Судите сами. В 1916 году вологжане имели 850 тысяч голов скота. В том числе: 485 тысяч коров. А еще 567 тысяч овец, 72 тысячи свиней, 290 тысяч лошадей. Понятно, скот без кормов не стоял. Хватало пастбищ и сенокосов. Крестьяне славно управлялись со всем этим огромным хозяйством. Вологодское маслице хорошо знали за границей.

А вот картина сегодняшнего дня. В здешних хозяйствах всего 203 тысячи голов скота – вчетверо меньше дореволюционного. Коров – 93 тысячи. Овец, можно сказать, вывели. Разве поголовье свиней нарастили до 117 тысяч.

Среди соседних областей Вологодчина выглядит еще солидно. А вот в Архангельской области коров осталось только 28 тысяч, в Новгородской – 25, Костромской – 36, Ивановский – 38, Псковской – 57, Ярославской – 68, в Карелии – 13 тысяч. Откуда же взяться молоку и мясу? Вся надежда на привозное. Почему терпим такое положение дел? Где спрос с глав регионов, районов, сельских поселений? В царской России не было ни одной губернии, где поголовье коров составляло бы менее 200 тысяч.
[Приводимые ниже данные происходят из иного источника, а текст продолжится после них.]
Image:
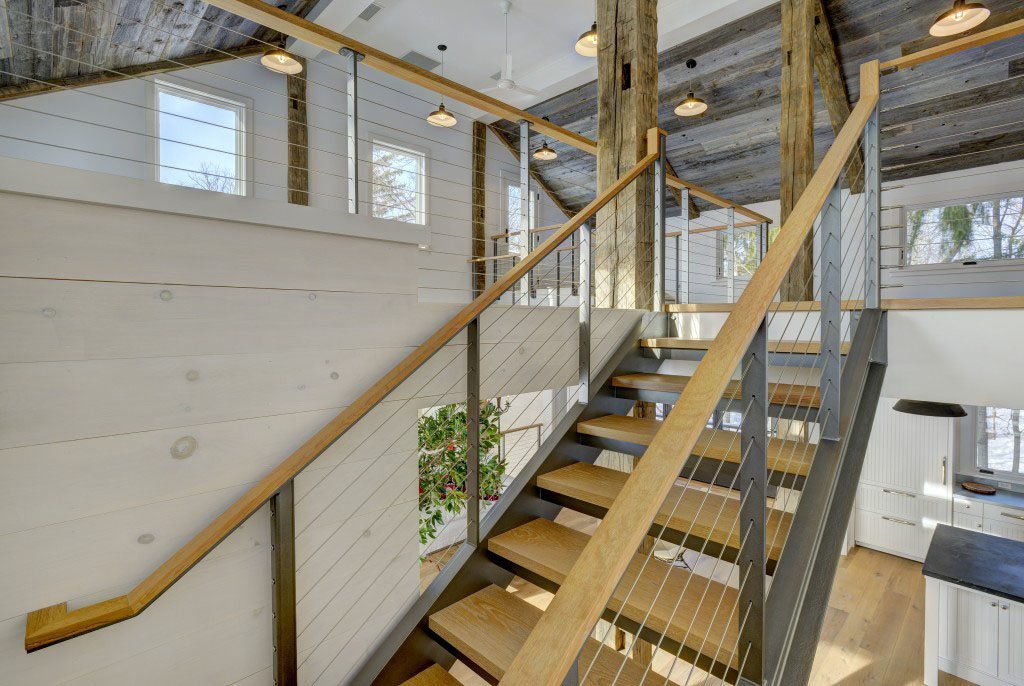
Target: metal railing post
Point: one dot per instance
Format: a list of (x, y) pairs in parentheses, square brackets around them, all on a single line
[(753, 480), (730, 284), (286, 665), (872, 213), (524, 236), (832, 311), (473, 432), (586, 277), (683, 252), (657, 304), (352, 109)]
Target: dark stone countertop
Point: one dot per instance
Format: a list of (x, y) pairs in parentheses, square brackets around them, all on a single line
[(1004, 498), (980, 561)]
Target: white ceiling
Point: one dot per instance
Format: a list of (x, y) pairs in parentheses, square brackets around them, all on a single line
[(541, 35)]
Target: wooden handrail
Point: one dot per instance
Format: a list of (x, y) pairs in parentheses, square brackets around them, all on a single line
[(553, 645), (951, 47), (303, 30), (54, 624)]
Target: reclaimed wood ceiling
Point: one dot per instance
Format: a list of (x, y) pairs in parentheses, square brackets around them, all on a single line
[(953, 114), (73, 41)]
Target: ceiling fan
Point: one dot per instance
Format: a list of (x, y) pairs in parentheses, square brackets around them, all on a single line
[(505, 81)]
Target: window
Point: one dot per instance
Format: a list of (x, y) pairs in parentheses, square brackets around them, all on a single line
[(398, 182), (997, 434), (984, 229), (201, 139)]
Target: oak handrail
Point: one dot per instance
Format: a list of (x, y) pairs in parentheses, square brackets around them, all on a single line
[(54, 624), (950, 47), (554, 643), (304, 30)]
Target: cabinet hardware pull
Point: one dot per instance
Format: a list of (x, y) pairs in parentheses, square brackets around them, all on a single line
[(897, 520)]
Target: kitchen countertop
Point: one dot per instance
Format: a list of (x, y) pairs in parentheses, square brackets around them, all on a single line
[(1008, 499), (975, 560)]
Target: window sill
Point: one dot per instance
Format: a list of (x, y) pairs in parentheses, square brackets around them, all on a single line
[(46, 180)]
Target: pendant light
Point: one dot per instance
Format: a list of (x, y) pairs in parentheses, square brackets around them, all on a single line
[(440, 116), (545, 153), (692, 105), (587, 43), (964, 16), (930, 409), (280, 61)]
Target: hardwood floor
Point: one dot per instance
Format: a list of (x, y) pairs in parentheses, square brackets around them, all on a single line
[(873, 631)]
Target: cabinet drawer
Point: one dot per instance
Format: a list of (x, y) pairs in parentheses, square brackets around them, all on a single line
[(968, 521), (967, 506), (1004, 514), (899, 536), (899, 503)]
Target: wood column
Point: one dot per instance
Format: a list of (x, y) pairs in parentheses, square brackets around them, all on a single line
[(478, 249), (797, 131), (298, 137), (627, 108)]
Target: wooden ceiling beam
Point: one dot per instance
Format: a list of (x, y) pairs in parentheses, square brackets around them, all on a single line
[(39, 87), (834, 89)]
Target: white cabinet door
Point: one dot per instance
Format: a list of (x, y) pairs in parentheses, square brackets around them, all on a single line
[(1012, 643), (969, 628), (1007, 529), (907, 452)]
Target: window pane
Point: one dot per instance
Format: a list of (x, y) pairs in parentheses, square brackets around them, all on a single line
[(983, 230), (397, 184), (199, 143), (998, 437)]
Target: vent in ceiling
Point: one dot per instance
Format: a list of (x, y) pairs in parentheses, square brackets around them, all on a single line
[(370, 11), (421, 60)]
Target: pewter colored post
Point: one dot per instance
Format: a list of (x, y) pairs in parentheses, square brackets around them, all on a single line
[(352, 108), (832, 313)]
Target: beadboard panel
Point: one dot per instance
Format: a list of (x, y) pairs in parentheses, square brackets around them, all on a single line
[(905, 452)]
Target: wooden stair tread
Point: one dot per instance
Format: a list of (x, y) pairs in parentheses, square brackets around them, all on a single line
[(434, 675), (697, 512), (550, 550), (489, 627), (781, 393), (796, 347), (791, 457)]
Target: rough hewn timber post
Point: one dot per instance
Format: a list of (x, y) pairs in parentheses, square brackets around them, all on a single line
[(627, 108), (797, 131)]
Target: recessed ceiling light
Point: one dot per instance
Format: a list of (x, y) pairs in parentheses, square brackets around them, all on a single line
[(280, 61), (963, 16), (587, 43)]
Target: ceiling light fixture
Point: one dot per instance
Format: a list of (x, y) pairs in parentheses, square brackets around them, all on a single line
[(692, 105), (280, 61), (587, 43), (545, 153), (964, 16), (441, 117), (930, 409)]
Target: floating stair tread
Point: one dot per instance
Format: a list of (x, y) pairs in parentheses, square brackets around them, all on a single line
[(795, 347), (489, 627), (705, 515), (550, 550), (781, 393), (791, 457), (434, 675)]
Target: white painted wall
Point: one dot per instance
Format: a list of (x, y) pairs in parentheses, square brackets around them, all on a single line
[(155, 365)]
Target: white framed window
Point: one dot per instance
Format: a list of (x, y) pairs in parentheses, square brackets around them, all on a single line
[(200, 138), (982, 229), (997, 438), (397, 181)]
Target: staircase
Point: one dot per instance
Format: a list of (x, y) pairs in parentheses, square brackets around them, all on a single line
[(471, 616)]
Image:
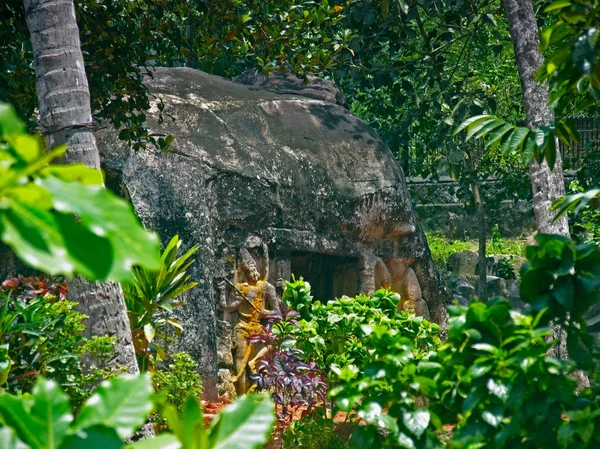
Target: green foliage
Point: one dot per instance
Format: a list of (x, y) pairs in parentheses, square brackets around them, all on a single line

Впрочем, приведу конкретные цифры: в Архангелогородской губернии дойное стадо исчислялось в 222 тысячи голов, Тамбовской – 281, Вятской – 469, Тверской – 759, Нижегородской – 378, Санкт-Петербургской – 635, Московской – 310, Пермской – 361, Рязанской – 327, Саратовской – 316, Смоленской – 460, Ярославской – 370 тысяч. В целом по России на 1916 год поголовье крупного рогатого скота составляло почти 39 миллионов, в том числе – 18 миллионов коров. Плюс 23 миллиона лошадей, 67 миллионов овец, 13,6 миллиона свиней.

Только в двух российских регионах удержали животноводство на высоком уровне. Это в Башкирии и Татарстане. До революции поголовье крупного рогатого скота составляло здесь соответственно – 1,4 миллиона и 800 тысяч, ныне – 1,7 миллиона и 1,1 миллиона. Как видим, даже увеличили стадо. Потому-то и демографическая ситуация в этих республиках не столь пугающая, как в исконно русских селах и городах. Чем объяснить такой разрыв? Получается: сами себя губим...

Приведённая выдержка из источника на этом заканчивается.